Krystal rapporte également les intimidations de la police subie par des femmes ayant indiqué, via leur messagerie privée, vouloir soutenir Xianzi à son procès contre le présentateur de CCTV.
Le gouvernement est très attentif au mouvement [#MeToo] et ne sait pas comment l’arrêter. Ils veulent identifier qui se ‘cache’ derrière. Ce qu’ils ne comprennent pas, c’est qu’il n’y a personne. Ce sont des femmes qui dénoncent leur cas spontanément, volontairement, parce qu’elles ont été maltraitées par le système et qui ont osé le faire parce qu’elles ont vu d’autres femmes le faire.
Celles qui sont considérées comme des ‘organisatrices’ sont généralement tout simplement des femmes qui affichent leur soutien à d’autres femmes.

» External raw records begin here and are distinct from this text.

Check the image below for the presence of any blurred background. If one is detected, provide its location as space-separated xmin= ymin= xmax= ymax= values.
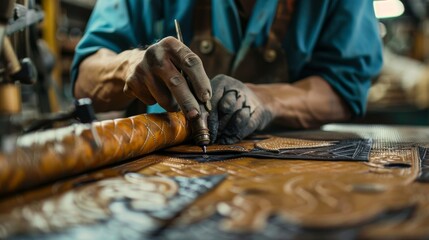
xmin=2 ymin=0 xmax=429 ymax=132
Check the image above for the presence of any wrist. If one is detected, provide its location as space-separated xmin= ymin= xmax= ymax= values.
xmin=246 ymin=83 xmax=278 ymax=119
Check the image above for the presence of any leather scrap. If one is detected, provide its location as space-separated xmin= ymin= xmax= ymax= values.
xmin=0 ymin=173 xmax=225 ymax=239
xmin=165 ymin=137 xmax=372 ymax=162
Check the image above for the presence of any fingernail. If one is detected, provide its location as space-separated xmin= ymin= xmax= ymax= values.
xmin=186 ymin=108 xmax=200 ymax=119
xmin=201 ymin=91 xmax=210 ymax=102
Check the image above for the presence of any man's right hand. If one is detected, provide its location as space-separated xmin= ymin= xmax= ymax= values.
xmin=124 ymin=37 xmax=212 ymax=119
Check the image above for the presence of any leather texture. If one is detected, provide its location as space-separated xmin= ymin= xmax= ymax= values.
xmin=0 ymin=113 xmax=190 ymax=195
xmin=0 ymin=125 xmax=429 ymax=239
xmin=165 ymin=136 xmax=372 ymax=162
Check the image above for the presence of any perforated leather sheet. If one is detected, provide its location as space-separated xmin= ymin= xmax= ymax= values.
xmin=0 ymin=125 xmax=429 ymax=239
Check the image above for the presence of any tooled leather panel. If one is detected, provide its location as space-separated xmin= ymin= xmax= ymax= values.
xmin=0 ymin=113 xmax=190 ymax=194
xmin=164 ymin=135 xmax=372 ymax=162
xmin=164 ymin=140 xmax=255 ymax=154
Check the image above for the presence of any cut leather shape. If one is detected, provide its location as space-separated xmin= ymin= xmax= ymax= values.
xmin=0 ymin=173 xmax=225 ymax=239
xmin=0 ymin=113 xmax=190 ymax=195
xmin=164 ymin=140 xmax=255 ymax=153
xmin=166 ymin=137 xmax=372 ymax=162
xmin=416 ymin=147 xmax=429 ymax=183
xmin=256 ymin=137 xmax=335 ymax=151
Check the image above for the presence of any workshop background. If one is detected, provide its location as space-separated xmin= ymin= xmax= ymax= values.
xmin=11 ymin=0 xmax=429 ymax=125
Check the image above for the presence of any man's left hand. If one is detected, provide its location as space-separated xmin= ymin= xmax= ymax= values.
xmin=208 ymin=75 xmax=273 ymax=144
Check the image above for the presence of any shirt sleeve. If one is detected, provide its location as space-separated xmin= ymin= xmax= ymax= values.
xmin=301 ymin=0 xmax=382 ymax=117
xmin=71 ymin=0 xmax=150 ymax=91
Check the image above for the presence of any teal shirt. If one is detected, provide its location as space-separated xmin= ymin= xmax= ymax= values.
xmin=71 ymin=0 xmax=382 ymax=116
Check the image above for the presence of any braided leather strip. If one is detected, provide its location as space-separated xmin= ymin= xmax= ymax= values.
xmin=0 ymin=113 xmax=190 ymax=195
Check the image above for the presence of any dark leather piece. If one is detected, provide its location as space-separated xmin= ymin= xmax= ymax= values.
xmin=166 ymin=137 xmax=372 ymax=162
xmin=416 ymin=146 xmax=429 ymax=183
xmin=189 ymin=0 xmax=295 ymax=83
xmin=0 ymin=113 xmax=190 ymax=195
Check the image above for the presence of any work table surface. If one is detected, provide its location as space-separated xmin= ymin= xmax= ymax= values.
xmin=0 ymin=124 xmax=429 ymax=239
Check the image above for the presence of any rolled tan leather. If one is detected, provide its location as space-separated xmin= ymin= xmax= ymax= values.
xmin=0 ymin=112 xmax=190 ymax=195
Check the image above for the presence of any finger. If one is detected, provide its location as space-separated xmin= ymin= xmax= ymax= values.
xmin=123 ymin=76 xmax=156 ymax=105
xmin=155 ymin=65 xmax=200 ymax=119
xmin=207 ymin=98 xmax=219 ymax=143
xmin=142 ymin=42 xmax=199 ymax=119
xmin=207 ymin=75 xmax=225 ymax=143
xmin=219 ymin=107 xmax=254 ymax=144
xmin=160 ymin=38 xmax=212 ymax=103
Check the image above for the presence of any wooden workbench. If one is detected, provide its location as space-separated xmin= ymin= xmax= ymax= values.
xmin=0 ymin=124 xmax=429 ymax=239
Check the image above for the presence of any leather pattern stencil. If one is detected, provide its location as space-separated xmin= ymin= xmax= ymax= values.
xmin=0 ymin=173 xmax=225 ymax=239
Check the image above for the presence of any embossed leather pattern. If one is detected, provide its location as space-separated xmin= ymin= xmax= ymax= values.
xmin=0 ymin=125 xmax=429 ymax=239
xmin=0 ymin=113 xmax=190 ymax=195
xmin=0 ymin=173 xmax=225 ymax=239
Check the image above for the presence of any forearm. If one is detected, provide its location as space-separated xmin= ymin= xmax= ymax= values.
xmin=73 ymin=49 xmax=143 ymax=112
xmin=247 ymin=76 xmax=351 ymax=128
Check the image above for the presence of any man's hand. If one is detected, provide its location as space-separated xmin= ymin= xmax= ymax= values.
xmin=124 ymin=37 xmax=211 ymax=119
xmin=208 ymin=75 xmax=273 ymax=144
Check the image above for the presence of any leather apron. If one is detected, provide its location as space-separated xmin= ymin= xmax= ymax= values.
xmin=190 ymin=0 xmax=295 ymax=83
xmin=125 ymin=0 xmax=295 ymax=116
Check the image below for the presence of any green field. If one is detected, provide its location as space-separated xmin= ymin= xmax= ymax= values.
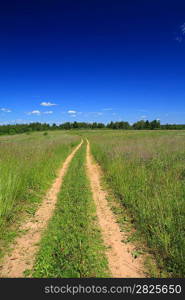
xmin=0 ymin=130 xmax=185 ymax=278
xmin=0 ymin=132 xmax=79 ymax=255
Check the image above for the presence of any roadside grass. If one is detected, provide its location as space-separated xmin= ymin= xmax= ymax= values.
xmin=88 ymin=131 xmax=185 ymax=277
xmin=0 ymin=132 xmax=79 ymax=258
xmin=32 ymin=144 xmax=109 ymax=278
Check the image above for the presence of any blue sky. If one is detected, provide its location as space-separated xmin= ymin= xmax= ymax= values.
xmin=0 ymin=0 xmax=185 ymax=124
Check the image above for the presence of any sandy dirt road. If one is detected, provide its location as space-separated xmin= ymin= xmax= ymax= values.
xmin=86 ymin=140 xmax=145 ymax=278
xmin=0 ymin=141 xmax=83 ymax=278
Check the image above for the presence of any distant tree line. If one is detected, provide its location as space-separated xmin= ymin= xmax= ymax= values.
xmin=0 ymin=120 xmax=185 ymax=135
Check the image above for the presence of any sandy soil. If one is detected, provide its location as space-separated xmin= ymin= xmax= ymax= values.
xmin=0 ymin=141 xmax=83 ymax=278
xmin=87 ymin=141 xmax=145 ymax=278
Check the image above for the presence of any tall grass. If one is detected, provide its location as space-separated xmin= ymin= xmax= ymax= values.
xmin=89 ymin=131 xmax=185 ymax=277
xmin=32 ymin=145 xmax=108 ymax=278
xmin=0 ymin=132 xmax=79 ymax=246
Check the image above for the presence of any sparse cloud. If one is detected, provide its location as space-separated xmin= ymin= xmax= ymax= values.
xmin=27 ymin=110 xmax=41 ymax=115
xmin=40 ymin=102 xmax=57 ymax=106
xmin=43 ymin=110 xmax=53 ymax=115
xmin=0 ymin=107 xmax=11 ymax=112
xmin=180 ymin=23 xmax=185 ymax=35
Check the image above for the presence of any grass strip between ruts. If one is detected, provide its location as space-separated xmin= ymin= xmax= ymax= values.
xmin=31 ymin=144 xmax=109 ymax=278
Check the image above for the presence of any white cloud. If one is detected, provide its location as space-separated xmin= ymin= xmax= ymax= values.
xmin=0 ymin=108 xmax=11 ymax=112
xmin=67 ymin=110 xmax=77 ymax=114
xmin=43 ymin=110 xmax=53 ymax=115
xmin=28 ymin=110 xmax=41 ymax=115
xmin=40 ymin=102 xmax=57 ymax=106
xmin=175 ymin=36 xmax=182 ymax=43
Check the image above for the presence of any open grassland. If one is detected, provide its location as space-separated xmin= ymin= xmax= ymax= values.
xmin=32 ymin=144 xmax=107 ymax=278
xmin=84 ymin=131 xmax=185 ymax=277
xmin=0 ymin=132 xmax=80 ymax=255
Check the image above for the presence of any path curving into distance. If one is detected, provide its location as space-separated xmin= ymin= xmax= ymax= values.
xmin=87 ymin=140 xmax=145 ymax=278
xmin=0 ymin=140 xmax=83 ymax=278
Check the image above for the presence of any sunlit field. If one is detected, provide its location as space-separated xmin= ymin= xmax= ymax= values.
xmin=86 ymin=131 xmax=185 ymax=277
xmin=0 ymin=132 xmax=79 ymax=253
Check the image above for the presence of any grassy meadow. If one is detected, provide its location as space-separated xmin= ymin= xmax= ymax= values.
xmin=31 ymin=143 xmax=108 ymax=278
xmin=83 ymin=130 xmax=185 ymax=277
xmin=0 ymin=131 xmax=79 ymax=254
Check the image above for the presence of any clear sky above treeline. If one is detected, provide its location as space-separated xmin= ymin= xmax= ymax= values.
xmin=0 ymin=0 xmax=185 ymax=124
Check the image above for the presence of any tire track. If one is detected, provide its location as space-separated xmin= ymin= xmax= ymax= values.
xmin=0 ymin=140 xmax=83 ymax=278
xmin=87 ymin=140 xmax=145 ymax=278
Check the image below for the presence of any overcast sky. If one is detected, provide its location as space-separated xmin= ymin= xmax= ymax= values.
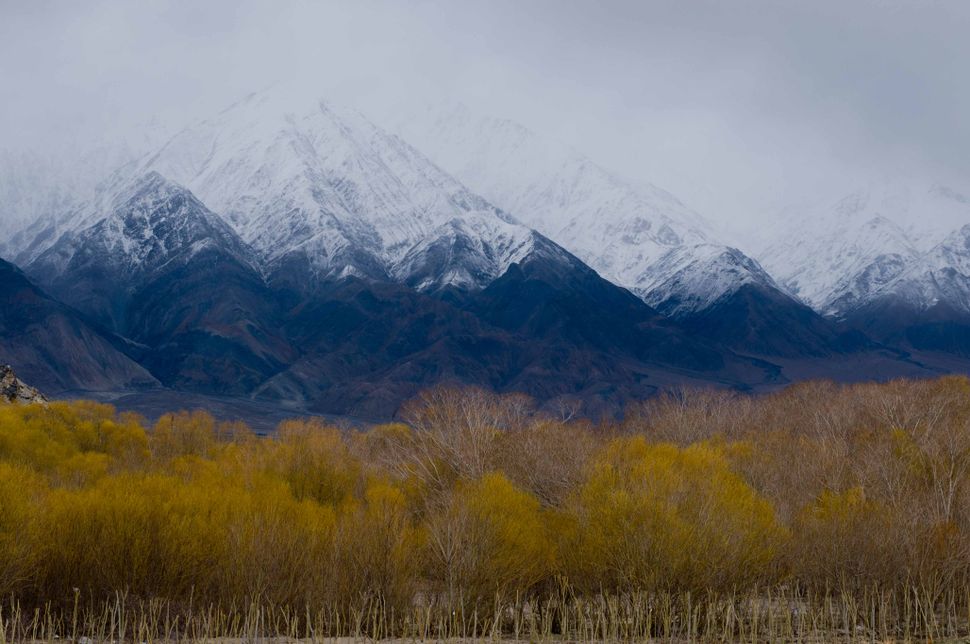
xmin=0 ymin=0 xmax=970 ymax=234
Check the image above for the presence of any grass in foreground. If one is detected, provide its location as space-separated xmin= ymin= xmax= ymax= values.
xmin=0 ymin=378 xmax=970 ymax=642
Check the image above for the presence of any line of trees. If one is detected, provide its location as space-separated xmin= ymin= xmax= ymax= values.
xmin=0 ymin=377 xmax=970 ymax=628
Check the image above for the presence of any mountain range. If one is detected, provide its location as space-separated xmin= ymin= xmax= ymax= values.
xmin=0 ymin=93 xmax=970 ymax=418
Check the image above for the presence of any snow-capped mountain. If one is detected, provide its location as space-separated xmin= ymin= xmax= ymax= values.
xmin=113 ymin=93 xmax=537 ymax=290
xmin=870 ymin=224 xmax=970 ymax=315
xmin=26 ymin=172 xmax=293 ymax=393
xmin=28 ymin=172 xmax=255 ymax=294
xmin=637 ymin=244 xmax=778 ymax=317
xmin=757 ymin=184 xmax=970 ymax=318
xmin=386 ymin=105 xmax=772 ymax=315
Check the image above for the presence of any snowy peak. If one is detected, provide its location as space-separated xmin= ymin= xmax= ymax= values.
xmin=400 ymin=100 xmax=707 ymax=274
xmin=637 ymin=244 xmax=779 ymax=318
xmin=872 ymin=224 xmax=970 ymax=314
xmin=137 ymin=94 xmax=544 ymax=287
xmin=390 ymin=105 xmax=777 ymax=314
xmin=760 ymin=182 xmax=970 ymax=318
xmin=28 ymin=172 xmax=252 ymax=282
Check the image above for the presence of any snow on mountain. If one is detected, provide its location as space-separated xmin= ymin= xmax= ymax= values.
xmin=28 ymin=172 xmax=253 ymax=281
xmin=870 ymin=224 xmax=970 ymax=313
xmin=0 ymin=121 xmax=168 ymax=265
xmin=637 ymin=244 xmax=779 ymax=317
xmin=119 ymin=93 xmax=534 ymax=289
xmin=757 ymin=184 xmax=970 ymax=317
xmin=386 ymin=105 xmax=770 ymax=313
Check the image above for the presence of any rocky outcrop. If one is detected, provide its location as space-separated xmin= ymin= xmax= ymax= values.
xmin=0 ymin=365 xmax=47 ymax=405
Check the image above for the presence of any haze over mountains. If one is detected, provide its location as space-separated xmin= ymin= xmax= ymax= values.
xmin=0 ymin=92 xmax=970 ymax=418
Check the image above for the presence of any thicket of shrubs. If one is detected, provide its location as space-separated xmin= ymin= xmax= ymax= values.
xmin=0 ymin=377 xmax=970 ymax=631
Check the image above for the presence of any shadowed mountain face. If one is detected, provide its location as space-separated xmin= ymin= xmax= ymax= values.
xmin=0 ymin=95 xmax=970 ymax=418
xmin=28 ymin=173 xmax=293 ymax=394
xmin=679 ymin=284 xmax=872 ymax=359
xmin=256 ymin=234 xmax=773 ymax=418
xmin=0 ymin=260 xmax=158 ymax=393
xmin=3 ymin=172 xmax=784 ymax=418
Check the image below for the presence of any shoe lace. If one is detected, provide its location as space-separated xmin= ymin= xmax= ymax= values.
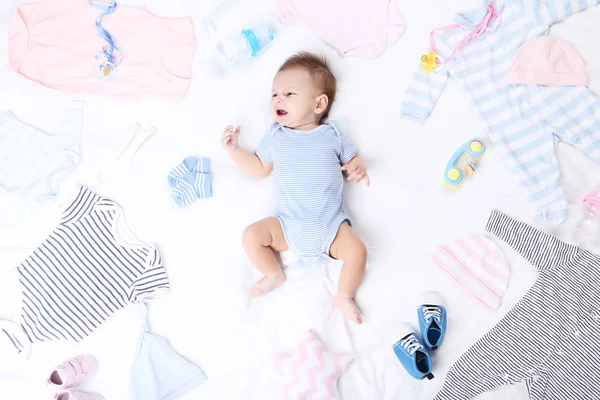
xmin=422 ymin=307 xmax=442 ymax=324
xmin=401 ymin=335 xmax=423 ymax=356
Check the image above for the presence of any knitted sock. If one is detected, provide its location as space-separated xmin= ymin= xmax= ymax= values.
xmin=167 ymin=157 xmax=210 ymax=188
xmin=171 ymin=172 xmax=212 ymax=207
xmin=167 ymin=157 xmax=212 ymax=207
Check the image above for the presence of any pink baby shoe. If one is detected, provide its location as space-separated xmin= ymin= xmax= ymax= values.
xmin=48 ymin=355 xmax=97 ymax=388
xmin=54 ymin=390 xmax=102 ymax=400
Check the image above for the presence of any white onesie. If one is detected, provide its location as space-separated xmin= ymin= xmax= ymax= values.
xmin=0 ymin=101 xmax=83 ymax=223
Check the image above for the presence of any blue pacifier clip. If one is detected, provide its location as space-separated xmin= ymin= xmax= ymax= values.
xmin=88 ymin=0 xmax=121 ymax=80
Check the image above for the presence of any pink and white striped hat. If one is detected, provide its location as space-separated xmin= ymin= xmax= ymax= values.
xmin=431 ymin=235 xmax=510 ymax=310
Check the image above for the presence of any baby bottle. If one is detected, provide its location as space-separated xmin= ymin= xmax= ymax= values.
xmin=575 ymin=187 xmax=600 ymax=244
xmin=218 ymin=26 xmax=274 ymax=66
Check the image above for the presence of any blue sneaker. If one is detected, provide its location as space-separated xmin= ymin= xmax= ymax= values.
xmin=417 ymin=292 xmax=448 ymax=350
xmin=390 ymin=324 xmax=433 ymax=379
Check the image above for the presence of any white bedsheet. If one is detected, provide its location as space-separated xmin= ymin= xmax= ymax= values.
xmin=0 ymin=0 xmax=600 ymax=400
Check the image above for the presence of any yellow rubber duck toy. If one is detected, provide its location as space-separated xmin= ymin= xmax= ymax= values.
xmin=421 ymin=51 xmax=438 ymax=72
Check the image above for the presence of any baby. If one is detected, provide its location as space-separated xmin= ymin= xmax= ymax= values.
xmin=222 ymin=52 xmax=370 ymax=324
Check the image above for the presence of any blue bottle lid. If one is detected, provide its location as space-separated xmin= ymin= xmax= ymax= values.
xmin=242 ymin=29 xmax=273 ymax=57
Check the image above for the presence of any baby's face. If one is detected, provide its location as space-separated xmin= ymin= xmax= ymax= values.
xmin=271 ymin=68 xmax=323 ymax=128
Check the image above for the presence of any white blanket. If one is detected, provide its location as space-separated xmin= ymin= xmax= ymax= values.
xmin=0 ymin=0 xmax=600 ymax=400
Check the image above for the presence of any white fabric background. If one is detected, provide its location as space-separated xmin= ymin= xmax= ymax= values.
xmin=0 ymin=0 xmax=600 ymax=400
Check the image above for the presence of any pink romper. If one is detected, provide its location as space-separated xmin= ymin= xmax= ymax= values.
xmin=9 ymin=0 xmax=196 ymax=100
xmin=273 ymin=0 xmax=406 ymax=59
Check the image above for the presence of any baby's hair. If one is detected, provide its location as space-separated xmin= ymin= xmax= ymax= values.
xmin=279 ymin=51 xmax=337 ymax=120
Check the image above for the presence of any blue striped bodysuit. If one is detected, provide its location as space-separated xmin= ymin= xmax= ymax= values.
xmin=256 ymin=122 xmax=356 ymax=257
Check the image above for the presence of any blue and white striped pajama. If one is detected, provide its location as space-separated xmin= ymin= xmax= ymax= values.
xmin=402 ymin=0 xmax=600 ymax=224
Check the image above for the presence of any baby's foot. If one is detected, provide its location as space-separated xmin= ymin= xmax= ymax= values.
xmin=333 ymin=295 xmax=362 ymax=325
xmin=250 ymin=272 xmax=285 ymax=297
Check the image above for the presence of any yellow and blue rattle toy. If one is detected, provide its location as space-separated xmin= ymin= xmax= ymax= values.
xmin=444 ymin=139 xmax=486 ymax=188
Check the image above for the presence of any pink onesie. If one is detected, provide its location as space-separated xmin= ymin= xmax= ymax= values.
xmin=9 ymin=0 xmax=196 ymax=99
xmin=273 ymin=0 xmax=406 ymax=59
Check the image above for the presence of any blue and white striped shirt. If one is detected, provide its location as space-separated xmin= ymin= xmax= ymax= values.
xmin=256 ymin=122 xmax=356 ymax=257
xmin=402 ymin=0 xmax=600 ymax=223
xmin=5 ymin=187 xmax=169 ymax=352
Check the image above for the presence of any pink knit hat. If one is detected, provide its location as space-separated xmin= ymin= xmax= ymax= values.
xmin=508 ymin=36 xmax=588 ymax=86
xmin=431 ymin=235 xmax=510 ymax=310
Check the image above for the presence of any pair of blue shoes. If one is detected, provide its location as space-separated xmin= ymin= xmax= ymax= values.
xmin=390 ymin=292 xmax=447 ymax=379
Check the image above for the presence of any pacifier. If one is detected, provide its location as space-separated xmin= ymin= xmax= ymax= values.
xmin=98 ymin=61 xmax=117 ymax=81
xmin=444 ymin=139 xmax=486 ymax=188
xmin=421 ymin=51 xmax=440 ymax=72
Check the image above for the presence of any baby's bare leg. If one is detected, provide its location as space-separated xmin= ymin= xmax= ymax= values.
xmin=329 ymin=222 xmax=367 ymax=324
xmin=242 ymin=217 xmax=288 ymax=297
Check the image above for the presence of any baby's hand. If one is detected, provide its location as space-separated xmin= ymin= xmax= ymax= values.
xmin=342 ymin=156 xmax=371 ymax=186
xmin=221 ymin=125 xmax=241 ymax=153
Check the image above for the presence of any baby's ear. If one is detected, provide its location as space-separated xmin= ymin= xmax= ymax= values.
xmin=313 ymin=94 xmax=329 ymax=115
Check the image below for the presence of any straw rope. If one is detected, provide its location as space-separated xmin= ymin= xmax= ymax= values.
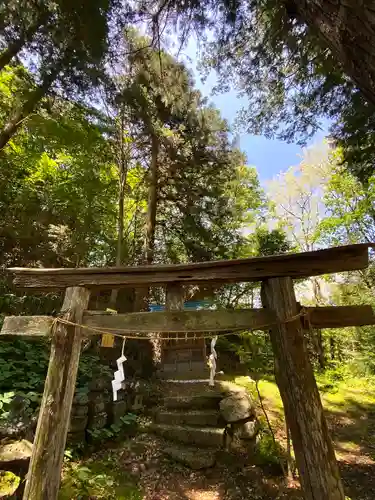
xmin=51 ymin=308 xmax=309 ymax=340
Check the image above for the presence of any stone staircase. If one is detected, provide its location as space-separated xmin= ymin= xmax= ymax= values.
xmin=150 ymin=381 xmax=260 ymax=469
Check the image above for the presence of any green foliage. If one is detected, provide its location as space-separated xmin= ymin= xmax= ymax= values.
xmin=0 ymin=470 xmax=21 ymax=498
xmin=59 ymin=451 xmax=143 ymax=500
xmin=87 ymin=413 xmax=138 ymax=443
xmin=254 ymin=429 xmax=285 ymax=466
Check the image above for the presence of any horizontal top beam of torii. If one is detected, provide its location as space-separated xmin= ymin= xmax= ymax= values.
xmin=0 ymin=305 xmax=375 ymax=338
xmin=7 ymin=243 xmax=375 ymax=290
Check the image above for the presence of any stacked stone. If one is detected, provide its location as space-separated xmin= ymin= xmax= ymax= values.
xmin=67 ymin=392 xmax=89 ymax=445
xmin=220 ymin=390 xmax=260 ymax=454
xmin=87 ymin=378 xmax=112 ymax=431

Selon Krystal, la censure et l’intimidation ne seraient pas systématiques : elle, ou sa famille restée en Chine par exemple, n’ont pour le moment pas eu de problème. Elle espère que le mouvement continuera de progresser, malgré la censure :
Le mouvement ne meurt pas malgré toutes ces difficultés et ces obstacles. Le fait que Peng Shuai ait rompu le silence est une preuve que #MeToo continue de croître. Même si le gouvernement essaie de le faire taire, ils n’y arrivent pas, car beaucoup trop de femmes ont été maltraitées depuis si longtemps.